Benoît : J’ai eu mon premier ordi en 2002 ou 2003, ça faisait un ou deux ans qu’on ne faisait plus de son. On ne répétait plus, on n’avait plus de local. Je me suis mis à Fruity Loops de mon côté, et je me suis dit : « Incroyable ! Je peux superposer autant de mélodies que je veux ! » Donc les premiers morceaux que j’ai faits sur ordinateur étaient hyper chargés — c’était n’importe quoi ! (rires) À l’époque, j’avais vraiment envie d’apprendre ! Peut-être qu’aujourd’hui, ça me ferait un peu chier de me confronter à un nouveau logiciel, parce que j’ai déjà toutes mes bases sur Fruity Loops. Bref, j’ai créé une quinzaine de morceaux comme ça. Et il y a un morceau qui a marqué Damien (un vieux pote à nous, du label Pilotti). Il l’a placé sur une compile. Et puis il a créé un festival à partir de sa compile, et il m’a appelé : « on aimerait trop que tu fasses un live ». Je lui réponds : « non, je peux pas ! Tout ce que je saurais faire, c’est appuyer sur Play ! Je ne sais faire que composer ! » Et deux jours après, je l’ai rappelé, et je lui ai dit « OK, je le fais ». J’ai composé trois morceaux — pour un concert d’environ 20 minutes.

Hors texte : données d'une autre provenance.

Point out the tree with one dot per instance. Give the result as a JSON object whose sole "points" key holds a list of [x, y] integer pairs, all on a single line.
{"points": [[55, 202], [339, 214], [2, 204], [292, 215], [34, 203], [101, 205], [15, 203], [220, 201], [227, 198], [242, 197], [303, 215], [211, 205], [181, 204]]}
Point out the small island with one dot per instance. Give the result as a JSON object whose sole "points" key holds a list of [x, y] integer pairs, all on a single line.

Et pendant que je composais, j’ai rappelé Olivier pour lui demander s’il voulait bien venir jouer avec moi.

Olivier : « Est-ce que tu veux bien venir jouer du Farfisa avec moi ? Parce que je n’arriverai pas à gérer l’orgue et l’ordi en même temps ! » (rires) Bref, c’est vraiment l’informatique qui a tout débloqué pour nous. Parce que c’est le média qu’il nous fallait.

Vous dites que vous avez arrêté de « jouer derrière une table ». À quoi ressemble un concert de Luminocolor aujourd’hui ?

Benoît : Pour t’expliquer, il faut qu’on te parle du réseau RAOUL…

Olivier : L’an dernier, on reçoit un coup de fil de Julien Guillaume, le programmateur du Grand Mix, qui nous explique : « il y a un réseau des salles de concert de la région et, tous les ans, chaque salle du réseau désigne un groupe pour qu’il puisse bénéficier d’un accompagnement. Est-ce que ça vous dit ? » Ce qu’ils proposent, ce n’est pas de la subvention, c’est juste de l’accompagnement, du conseil. Ils nous ont demandé ce qu’on voulait, ce qu’ils pouvaient nous apporter. On leur a répondu que tout ce qui était enregistrement, mixage, mastering, production… on savait faire. Et puis qu’on n’avait pas d’ambition particulière concernant la promo — peut-être à tort, mais on gère ça nous-mêmes. Donc on s’est dit : il y a les live, on a envie de bosser sur ça. De là sont venues (grâce au RAOUL) des résidences à la Cave aux Poètes, au Nautylis…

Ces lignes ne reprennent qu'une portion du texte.